Evaluating power of evidence
The grading of recommendations, assessment, development, and evaluations (GRADE) tool will be used to ensure the quality of the obtained evidence [25]. The evaluation approach will be based on summary findings and quality evaluation [26]. The quality of evidence will be assessed in the areas of risk of bias, effect size stability, directness, accuracy, and bias in dissemination [29]. Then, the quality will classified into four levels, including high, medium, low, and very low [30].
Discussion
This systematic review and meta-analysis will aim to make a direct comparison between the two lifestyle modification interventions and the common drug metformin in preventing type 2 diabetes. However, in addition to the initial outcome of type 2 diabetes, the consequences of body weight, BMI, FPG, and HbA1c will also investigated. Previous studies have indirectly compared lifestyle modification intervention and other pharmacological and placebo methods in the prevention of diabetes, but this study directly compares these two intervention approaches and the four modifiable risk factors associated with diabetes. The advantage of the present meta-analysis is that the search strategy will be performed without any time and language restrictions. Reviewing only randomized trial studies with a follow-up period of more than 6 months reduced heterogeneity.

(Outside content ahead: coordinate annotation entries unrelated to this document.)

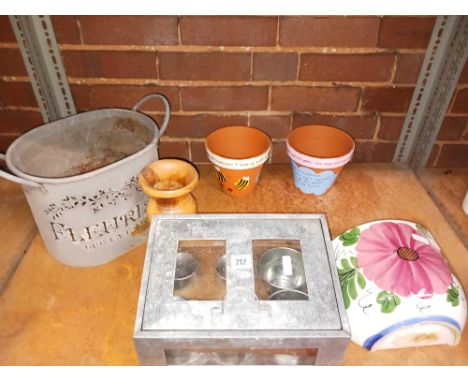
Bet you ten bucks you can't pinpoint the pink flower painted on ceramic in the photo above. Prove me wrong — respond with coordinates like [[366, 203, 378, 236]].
[[356, 222, 453, 296]]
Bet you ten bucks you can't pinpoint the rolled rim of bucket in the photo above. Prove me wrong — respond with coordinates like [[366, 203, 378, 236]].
[[5, 108, 160, 185], [205, 126, 271, 170], [286, 125, 356, 169]]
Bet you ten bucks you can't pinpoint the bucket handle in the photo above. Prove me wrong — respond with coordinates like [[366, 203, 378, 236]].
[[0, 154, 42, 188], [132, 93, 171, 144]]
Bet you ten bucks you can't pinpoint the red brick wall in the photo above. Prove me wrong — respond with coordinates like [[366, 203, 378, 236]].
[[0, 16, 468, 165]]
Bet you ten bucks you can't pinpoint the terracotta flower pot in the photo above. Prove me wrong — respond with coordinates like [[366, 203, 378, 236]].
[[138, 159, 198, 221], [205, 126, 271, 196], [286, 125, 355, 195]]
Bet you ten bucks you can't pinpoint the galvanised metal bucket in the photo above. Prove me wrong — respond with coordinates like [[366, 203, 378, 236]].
[[0, 93, 170, 267]]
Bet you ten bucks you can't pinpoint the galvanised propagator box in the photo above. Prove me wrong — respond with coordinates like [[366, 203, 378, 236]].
[[134, 214, 349, 365]]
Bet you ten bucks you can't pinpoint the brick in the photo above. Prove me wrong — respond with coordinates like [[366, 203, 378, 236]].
[[253, 53, 298, 81], [299, 54, 395, 82], [62, 51, 157, 78], [180, 16, 278, 46], [437, 116, 468, 141], [426, 143, 440, 167], [437, 144, 468, 167], [279, 16, 380, 48], [250, 115, 291, 139], [377, 16, 435, 49], [50, 16, 81, 44], [393, 54, 424, 84], [0, 49, 28, 76], [378, 115, 405, 141], [0, 15, 16, 42], [451, 88, 468, 113], [158, 52, 250, 81], [90, 85, 180, 111], [0, 134, 20, 152], [158, 139, 190, 160], [353, 141, 396, 162], [70, 84, 91, 111], [271, 86, 360, 111], [271, 142, 290, 164], [190, 141, 210, 163], [361, 87, 414, 113], [458, 61, 468, 84], [0, 82, 37, 107], [0, 110, 44, 134], [292, 113, 377, 139], [180, 86, 268, 111], [166, 114, 247, 138], [79, 16, 178, 45]]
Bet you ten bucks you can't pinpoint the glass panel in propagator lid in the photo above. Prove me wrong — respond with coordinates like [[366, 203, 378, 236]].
[[141, 215, 342, 331]]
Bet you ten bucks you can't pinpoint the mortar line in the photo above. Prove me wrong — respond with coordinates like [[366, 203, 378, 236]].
[[76, 16, 84, 44], [372, 113, 382, 141], [249, 52, 253, 81], [390, 52, 400, 84], [276, 16, 280, 48], [55, 76, 414, 88], [54, 42, 426, 55]]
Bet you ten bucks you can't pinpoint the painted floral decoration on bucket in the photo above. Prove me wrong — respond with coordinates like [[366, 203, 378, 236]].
[[333, 220, 467, 350]]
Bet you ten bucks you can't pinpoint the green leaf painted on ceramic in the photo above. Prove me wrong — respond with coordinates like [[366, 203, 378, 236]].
[[337, 256, 366, 309], [356, 271, 366, 289], [339, 227, 361, 247], [447, 284, 460, 307], [341, 285, 351, 309], [341, 259, 352, 270], [377, 290, 401, 313], [348, 277, 357, 300]]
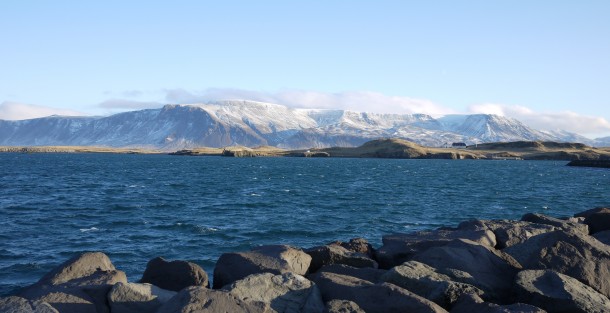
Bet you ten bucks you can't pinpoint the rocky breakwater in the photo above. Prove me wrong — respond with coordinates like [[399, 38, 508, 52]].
[[0, 208, 610, 313]]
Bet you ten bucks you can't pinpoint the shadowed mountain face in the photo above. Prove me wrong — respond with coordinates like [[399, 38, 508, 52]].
[[0, 101, 592, 150]]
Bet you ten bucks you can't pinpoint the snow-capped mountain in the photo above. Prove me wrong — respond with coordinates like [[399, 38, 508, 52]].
[[0, 101, 600, 150]]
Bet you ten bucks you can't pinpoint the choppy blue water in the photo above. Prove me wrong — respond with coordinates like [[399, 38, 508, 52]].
[[0, 154, 610, 295]]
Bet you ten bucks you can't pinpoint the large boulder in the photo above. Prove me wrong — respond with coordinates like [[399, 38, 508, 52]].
[[521, 213, 589, 235], [593, 230, 610, 246], [223, 273, 324, 313], [315, 272, 447, 313], [451, 294, 546, 313], [329, 238, 375, 258], [214, 245, 311, 289], [375, 229, 496, 269], [19, 252, 127, 313], [108, 283, 176, 313], [324, 300, 366, 313], [305, 244, 378, 273], [382, 261, 483, 309], [458, 220, 558, 249], [157, 287, 268, 313], [307, 264, 387, 283], [140, 257, 210, 291], [515, 270, 610, 313], [0, 296, 58, 313], [504, 230, 610, 297], [413, 239, 521, 303]]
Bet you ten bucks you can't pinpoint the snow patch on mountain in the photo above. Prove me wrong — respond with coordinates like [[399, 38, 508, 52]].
[[0, 100, 600, 150]]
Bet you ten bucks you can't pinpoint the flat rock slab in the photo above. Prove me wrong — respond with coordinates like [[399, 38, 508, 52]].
[[375, 229, 496, 269], [458, 220, 558, 249], [307, 264, 387, 283], [451, 294, 546, 313], [315, 272, 447, 313], [19, 252, 127, 313], [108, 283, 176, 313], [214, 245, 311, 289], [157, 287, 268, 313], [140, 257, 210, 291], [382, 261, 483, 309], [413, 239, 521, 302], [305, 244, 378, 273], [504, 230, 610, 297], [515, 270, 610, 313], [223, 273, 324, 313], [328, 238, 375, 258], [593, 230, 610, 246], [521, 213, 589, 235], [324, 300, 366, 313], [0, 296, 59, 313]]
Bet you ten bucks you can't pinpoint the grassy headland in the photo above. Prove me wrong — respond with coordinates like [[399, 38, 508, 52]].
[[0, 138, 610, 161]]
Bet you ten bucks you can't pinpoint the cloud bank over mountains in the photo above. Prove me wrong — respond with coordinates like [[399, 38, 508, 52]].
[[0, 88, 610, 138]]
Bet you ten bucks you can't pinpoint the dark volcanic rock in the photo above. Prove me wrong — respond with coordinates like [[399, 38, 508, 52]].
[[223, 273, 324, 313], [108, 283, 176, 313], [504, 230, 610, 297], [515, 270, 610, 313], [214, 245, 311, 289], [451, 294, 546, 313], [574, 208, 610, 234], [382, 261, 483, 309], [0, 296, 59, 313], [458, 220, 558, 249], [315, 272, 446, 313], [329, 238, 375, 258], [19, 252, 127, 313], [157, 287, 268, 313], [307, 264, 387, 284], [140, 257, 210, 291], [521, 213, 589, 235], [375, 229, 496, 269], [593, 230, 610, 246], [305, 244, 378, 273], [413, 239, 521, 302], [324, 300, 366, 313]]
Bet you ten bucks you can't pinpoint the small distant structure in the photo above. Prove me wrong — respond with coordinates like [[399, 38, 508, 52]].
[[451, 142, 466, 149]]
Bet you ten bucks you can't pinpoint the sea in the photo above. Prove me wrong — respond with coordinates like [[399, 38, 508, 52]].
[[0, 153, 610, 295]]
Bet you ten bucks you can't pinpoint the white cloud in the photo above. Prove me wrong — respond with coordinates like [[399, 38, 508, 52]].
[[468, 103, 610, 136], [160, 89, 456, 115], [0, 101, 85, 120]]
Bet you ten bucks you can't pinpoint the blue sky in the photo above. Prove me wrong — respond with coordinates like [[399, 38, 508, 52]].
[[0, 0, 610, 136]]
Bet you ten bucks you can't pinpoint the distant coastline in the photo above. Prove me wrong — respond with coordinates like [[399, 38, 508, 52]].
[[0, 138, 610, 164]]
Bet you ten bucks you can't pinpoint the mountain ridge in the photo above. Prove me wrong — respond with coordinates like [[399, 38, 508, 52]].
[[0, 100, 595, 150]]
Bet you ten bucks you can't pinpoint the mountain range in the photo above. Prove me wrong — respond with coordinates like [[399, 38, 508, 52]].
[[0, 100, 610, 150]]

One of the limitations of the study can be the difference in the criteria for diagnosing diabetes as well as the types of lifestyle modification interventions and metformin. Therefore, in line with the diabetes prevention and control program, identifying people at risk and intervention measures are necessary and cost-effective. This study will review RCT studies to find the best approach to prevent type 2 diabetes and its four associated risk factors to make an accurate comparison of the two approaches for prescribing metformin and changing or modifying lifestyles; since after identifying people at risk, planning is required for intervention.
Acknowledgements
We thank all the people in Shahid Sadoughi University of Medical Sciences who kindly help us in performing this investigation.
Authors’ contribution
M.Namayandeh conceived of the present idea and developed the theory. S.Mousavi will perform the analyses, draft the manuscript and design the figures and tables. H.Fallahzadeh and M.Mollahosseini will verify the analytical methods. M.Namayandeh and M.Rahmanian will supervise this work. All authors will be engaged discussing the results and commenting on the manuscript.
Funding source
This research did not receive any specific grant from funding agencies in the public, commercial, or not-for-profit sectors.
Conflict of Interest
The authors declare that there are no conflicts of interest.